La Commission a érigé en règle de contrôle le principe selon lequel Refuser les cookies doit être aussi simple qu’accepter . Cette formule n’est pas un slogan : elle fonde des vagues de mises en demeure. La Commission constate que depuis mai 2021, une soixantaine d’organismes ne permettant pas aux internautes de refuser les cookies aussi simplement que de les accepter ont été mis en demeure , puis qu’à la suite de contrôles persistants la présidente a adressé une trentaine de nouvelles mises en demeure pour non-conformité , en relevant que des bandeaux d’information ne sont toujours pas conformes car ils ne permettent pas à l’utilisateur de refuser le dépôt de cookies aussi simplement que de l’accepter .

Les configurations sanctionnées se répètent d’un site à l’autre et doivent être reconnues pour être prouvées. Première famille : l’absence de bouton de refus au premier niveau, avec un Tout accepter mis en avant et un Paramétrer qui mène à un parcours complexe. Deuxième famille : les choix pré-activés, curseurs ou cases, qui inversent la charge du refus et imposent à l’utilisateur de tout désactiver un par un. Troisième famille : le dépôt anticipé, avant tout choix, ou la poursuite du dépôt après un clic sur Refuser ou Tout refuser , qui rend le bouton mensonger. Quatrième famille : le mur de traceurs, qui conditionne l’accès au contenu au clic sur Accepter , sans alternative réelle ni refus effectif. Cinquième famille : l’information trompeuse, qui présente les traceurs publicitaires comme nécessaires ou techniques , ou qui omet la liste des partenaires et leurs finalités.

Le contentieux contre les lignes directrices de la Commission confirme que ces exigences ont une portée normative que les éditeurs ne peuvent pas écarter d’un revers de main. Dans sa décision du 8 avril 2022 (n° 452668, publié au recueil Lebon), le Conseil d’État a examiné le recours du Syndicat national du marketing à la performance contre la recommandation cookies et autres traceurs de la CNIL : le juge a précisé la portée des différents instruments de droit souple de la Commission et les conditions dans lesquelles les éditeurs peuvent les contester. L’enseignement pratique est double : les lignes directrices et recommandations éclairent l’interprétation que la formation restreinte retiendra lors d’une sanction, et un éditeur qui s’en écarte doit être en mesure de démontrer par d’autres moyens que son dispositif recueille un consentement libre et éclairé. Pour l’utilisateur, cela signifie que l’argument du site notre bandeau suit nos propres règles ne vaut rien face à un refus entravé constaté.

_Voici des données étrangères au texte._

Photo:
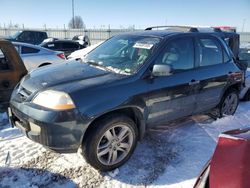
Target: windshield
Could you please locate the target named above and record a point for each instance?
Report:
(123, 54)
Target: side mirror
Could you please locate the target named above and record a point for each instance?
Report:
(243, 64)
(161, 70)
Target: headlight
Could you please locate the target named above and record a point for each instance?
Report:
(55, 100)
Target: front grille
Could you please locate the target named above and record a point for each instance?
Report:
(23, 93)
(17, 116)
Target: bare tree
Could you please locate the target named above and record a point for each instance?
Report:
(76, 23)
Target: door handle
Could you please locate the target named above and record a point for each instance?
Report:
(6, 84)
(194, 82)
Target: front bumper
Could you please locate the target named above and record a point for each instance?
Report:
(61, 131)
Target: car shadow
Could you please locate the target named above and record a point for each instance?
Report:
(32, 177)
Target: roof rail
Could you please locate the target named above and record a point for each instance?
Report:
(186, 28)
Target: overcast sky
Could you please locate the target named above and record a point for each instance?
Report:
(125, 13)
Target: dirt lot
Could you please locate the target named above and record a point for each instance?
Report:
(169, 156)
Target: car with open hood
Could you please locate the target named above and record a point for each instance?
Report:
(12, 69)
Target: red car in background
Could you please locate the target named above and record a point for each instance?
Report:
(230, 164)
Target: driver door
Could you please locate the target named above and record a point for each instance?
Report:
(173, 96)
(11, 70)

L’actualité la plus récente renforce encore cette lecture. Le 1er septembre 2025, la CNIL a infligé à Google des amendes totalisant 325 millions d’euros, soit 200 millions contre Google LLC et 125 millions contre Google Ireland Limited, en retenant notamment un manquement lié au dépôt de cookies publicitaires lors de la création d’un compte sans consentement valable, les utilisateurs étant orientés vers les cookies de publicité personnalisée au détriment d’un choix équilibré, sans information claire sur le caractère conditionnant du dépôt. La formation restreinte a ordonné la mise en conformité sous six mois, sous peine pour chaque société d’une pénalité de 100 000 euros par jour de retard, et a relevé la négligence des sociétés déjà sanctionnées en 2020 et 2021 pour des manquements relatifs aux cookies. Un site qui reproduit en 2026 un parcours orientant vers l’acceptation ne peut plus prétendre ignorer la règle.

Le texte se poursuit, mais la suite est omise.